Jenis Lensa Dalam Fotografi DSLR

    Begitu banyaknya jenis lensa yang ada saat ini, namun yang akan diketengahkan disini hanya empat jenis lensa saja, yaitu:
      1. Lensa Norma (Norma lens)
    Lensa ini biasanya merupakan perlengkapan lensa standar yang dikeluarkan oleh pabrik pada saat kita membeli kamera SLR 35mm. Ukuran panjang fokusnya adalah 50mm, namun ada juga yang berukuran 40mm. Hasil tangkapan gambar ini adalah penampakan yang sesungguhnya terlihat oleh mata biasa.
      2. Lensa Sudut Lebar (Wide Angle Lens)
    Lensa sudut lebar memiliki ukuran panjang focus 24mm, 28mm, dan 35mm.
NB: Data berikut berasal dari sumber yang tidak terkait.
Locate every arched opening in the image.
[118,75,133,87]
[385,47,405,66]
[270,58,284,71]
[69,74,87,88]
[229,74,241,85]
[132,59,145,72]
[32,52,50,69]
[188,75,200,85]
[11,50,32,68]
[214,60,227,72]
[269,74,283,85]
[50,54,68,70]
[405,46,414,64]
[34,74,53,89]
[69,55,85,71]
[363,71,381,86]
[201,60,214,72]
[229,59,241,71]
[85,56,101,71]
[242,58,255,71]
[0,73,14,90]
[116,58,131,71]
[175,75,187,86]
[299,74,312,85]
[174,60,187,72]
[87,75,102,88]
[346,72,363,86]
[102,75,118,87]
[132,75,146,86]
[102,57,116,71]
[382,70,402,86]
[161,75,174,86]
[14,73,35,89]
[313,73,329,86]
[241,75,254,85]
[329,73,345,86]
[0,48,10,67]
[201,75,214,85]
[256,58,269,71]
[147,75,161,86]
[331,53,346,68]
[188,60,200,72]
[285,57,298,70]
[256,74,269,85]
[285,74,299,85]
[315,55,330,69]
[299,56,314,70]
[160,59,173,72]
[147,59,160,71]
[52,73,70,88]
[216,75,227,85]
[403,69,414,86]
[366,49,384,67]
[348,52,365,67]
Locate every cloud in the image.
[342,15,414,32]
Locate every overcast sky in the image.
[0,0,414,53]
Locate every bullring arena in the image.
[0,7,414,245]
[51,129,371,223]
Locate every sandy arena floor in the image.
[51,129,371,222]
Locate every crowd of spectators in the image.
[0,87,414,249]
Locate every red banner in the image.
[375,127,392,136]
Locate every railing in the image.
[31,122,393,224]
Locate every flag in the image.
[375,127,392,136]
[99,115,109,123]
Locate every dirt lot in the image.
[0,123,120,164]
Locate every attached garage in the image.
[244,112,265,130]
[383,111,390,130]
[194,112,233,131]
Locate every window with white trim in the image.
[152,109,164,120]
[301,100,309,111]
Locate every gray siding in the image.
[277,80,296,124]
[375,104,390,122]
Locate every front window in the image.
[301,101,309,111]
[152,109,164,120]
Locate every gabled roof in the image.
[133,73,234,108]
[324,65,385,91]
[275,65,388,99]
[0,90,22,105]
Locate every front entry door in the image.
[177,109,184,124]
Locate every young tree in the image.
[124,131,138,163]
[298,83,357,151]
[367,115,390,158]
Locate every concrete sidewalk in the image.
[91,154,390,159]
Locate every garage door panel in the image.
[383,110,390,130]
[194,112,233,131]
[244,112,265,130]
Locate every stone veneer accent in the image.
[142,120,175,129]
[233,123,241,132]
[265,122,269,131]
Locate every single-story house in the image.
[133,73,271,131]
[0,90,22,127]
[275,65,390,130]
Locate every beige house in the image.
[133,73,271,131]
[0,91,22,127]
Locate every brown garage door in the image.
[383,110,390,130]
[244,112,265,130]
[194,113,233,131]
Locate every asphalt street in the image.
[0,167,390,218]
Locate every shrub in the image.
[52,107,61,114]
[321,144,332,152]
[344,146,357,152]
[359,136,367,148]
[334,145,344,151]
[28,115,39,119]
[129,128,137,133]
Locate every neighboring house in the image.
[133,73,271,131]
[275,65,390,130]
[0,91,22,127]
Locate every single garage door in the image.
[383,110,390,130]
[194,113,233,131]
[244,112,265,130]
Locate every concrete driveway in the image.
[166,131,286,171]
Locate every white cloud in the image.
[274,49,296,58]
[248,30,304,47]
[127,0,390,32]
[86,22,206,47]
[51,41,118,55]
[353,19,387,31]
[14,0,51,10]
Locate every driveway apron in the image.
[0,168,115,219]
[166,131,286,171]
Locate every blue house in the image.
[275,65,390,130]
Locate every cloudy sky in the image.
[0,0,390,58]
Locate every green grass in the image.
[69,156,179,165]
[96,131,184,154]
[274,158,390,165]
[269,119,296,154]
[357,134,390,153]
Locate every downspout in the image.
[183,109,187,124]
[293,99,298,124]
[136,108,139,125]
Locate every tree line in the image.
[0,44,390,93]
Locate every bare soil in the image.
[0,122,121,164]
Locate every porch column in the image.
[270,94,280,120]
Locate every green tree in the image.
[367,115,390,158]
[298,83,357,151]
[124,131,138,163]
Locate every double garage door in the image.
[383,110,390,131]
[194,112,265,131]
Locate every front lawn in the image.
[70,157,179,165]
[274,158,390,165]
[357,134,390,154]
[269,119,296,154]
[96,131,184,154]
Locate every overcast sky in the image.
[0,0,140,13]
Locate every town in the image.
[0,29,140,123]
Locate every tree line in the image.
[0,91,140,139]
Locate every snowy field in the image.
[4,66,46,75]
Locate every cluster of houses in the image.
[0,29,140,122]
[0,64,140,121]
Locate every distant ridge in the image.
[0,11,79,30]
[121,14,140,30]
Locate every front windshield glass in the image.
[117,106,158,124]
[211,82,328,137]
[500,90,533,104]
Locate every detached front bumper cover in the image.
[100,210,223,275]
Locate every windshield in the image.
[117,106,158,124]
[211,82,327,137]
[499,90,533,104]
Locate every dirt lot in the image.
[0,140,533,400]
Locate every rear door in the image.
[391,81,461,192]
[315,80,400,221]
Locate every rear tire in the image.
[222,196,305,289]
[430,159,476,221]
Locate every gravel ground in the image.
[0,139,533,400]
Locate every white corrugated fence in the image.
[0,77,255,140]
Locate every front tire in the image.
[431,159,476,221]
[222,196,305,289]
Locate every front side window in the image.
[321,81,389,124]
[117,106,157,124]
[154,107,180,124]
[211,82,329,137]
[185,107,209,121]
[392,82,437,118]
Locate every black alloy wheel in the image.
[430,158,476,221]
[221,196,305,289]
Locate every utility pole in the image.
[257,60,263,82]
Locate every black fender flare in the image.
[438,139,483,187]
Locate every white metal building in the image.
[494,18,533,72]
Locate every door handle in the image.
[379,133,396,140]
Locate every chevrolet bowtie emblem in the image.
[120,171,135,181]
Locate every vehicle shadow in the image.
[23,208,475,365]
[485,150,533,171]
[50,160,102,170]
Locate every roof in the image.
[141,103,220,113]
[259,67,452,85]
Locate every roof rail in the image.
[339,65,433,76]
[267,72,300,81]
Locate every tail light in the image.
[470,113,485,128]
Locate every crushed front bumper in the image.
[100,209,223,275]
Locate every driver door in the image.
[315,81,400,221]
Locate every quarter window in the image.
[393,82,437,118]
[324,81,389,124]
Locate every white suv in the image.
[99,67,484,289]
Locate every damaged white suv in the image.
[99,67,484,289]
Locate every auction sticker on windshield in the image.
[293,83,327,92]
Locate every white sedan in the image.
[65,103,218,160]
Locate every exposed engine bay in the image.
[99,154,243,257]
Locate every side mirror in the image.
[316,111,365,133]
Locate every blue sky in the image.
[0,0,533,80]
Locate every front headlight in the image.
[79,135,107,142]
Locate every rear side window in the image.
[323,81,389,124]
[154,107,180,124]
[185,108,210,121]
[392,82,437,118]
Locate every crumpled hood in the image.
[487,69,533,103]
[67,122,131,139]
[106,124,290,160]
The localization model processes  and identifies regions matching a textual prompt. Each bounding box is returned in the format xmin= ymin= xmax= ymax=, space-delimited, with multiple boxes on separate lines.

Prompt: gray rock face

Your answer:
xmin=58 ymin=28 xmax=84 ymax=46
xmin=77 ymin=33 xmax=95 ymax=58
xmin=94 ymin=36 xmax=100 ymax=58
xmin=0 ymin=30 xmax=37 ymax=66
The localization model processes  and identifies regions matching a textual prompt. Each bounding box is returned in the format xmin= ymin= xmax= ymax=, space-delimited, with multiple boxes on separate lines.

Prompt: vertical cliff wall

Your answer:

Lensa ini digunakan untuk menangkap gambar yang luas semisal pemandangan dan untuk pemotretan di dalam ruangan yang sempit. Sudut pandang yang dihasilkan adalah 84, lebih kecil dari obyek aslinya, gambar luas 74 dan mempunyai kedalam ruang tajam yang luas.
      3. Lensa tele (Telephoto lens)
    Lensa tele sebagai lensa pengintai karena lensa ini dapat menangkap obyek yang jaraknya cukup jauh sekalipun, sehingga sering digunakan oelh paparazzi untuk memotret dari jarak yang cukup jauh. Lensa ini sangat cocok dan sering digunakan untuk foto potret orang atau model. Karena dapat menghasilkan blur (latar belakang kabur) dan ruang tajam yang kecil. Ukuran lensa tele beragam, antara lain : 85mm, 105mm,135mm,180mm, 200mm, 300mm, 400mm, 600 mm,1000 mm.
      4. Lensa zoom (Zoom Lens)
    Jenis lensa ini merupakan gabungan beberapa jenis lensa yang ada dengan jangkauan dan sudut pandangan yang berbeda. Oleh sebab itu lensa ini harganya lebih mahal dari jenis-jenis lensa yang lain. Tapi penggunaan dengan lensa ini mempunyai banyak keuntungan karena kita tidak perlu repot-repot menukar lensa untuk sebuah obyek yang akan difoto. Kita tidak perlu mengubah-ubah posisi dan jarak pemotretan. Cukup hanya menggeserkan posisi panjang focus lensa. Variasi pada lensa zoom sangat banyak jenisnya, antara lain: 35-70mm, 28-80mm, 28-105mm, 28-210mm, 80-200mm, 50-300mm, 200-600mm. Pemakaian untuk lensa ini sangat cocok digunakan untuk tugas-tugas jurnalistik dan foto-foto olahraga.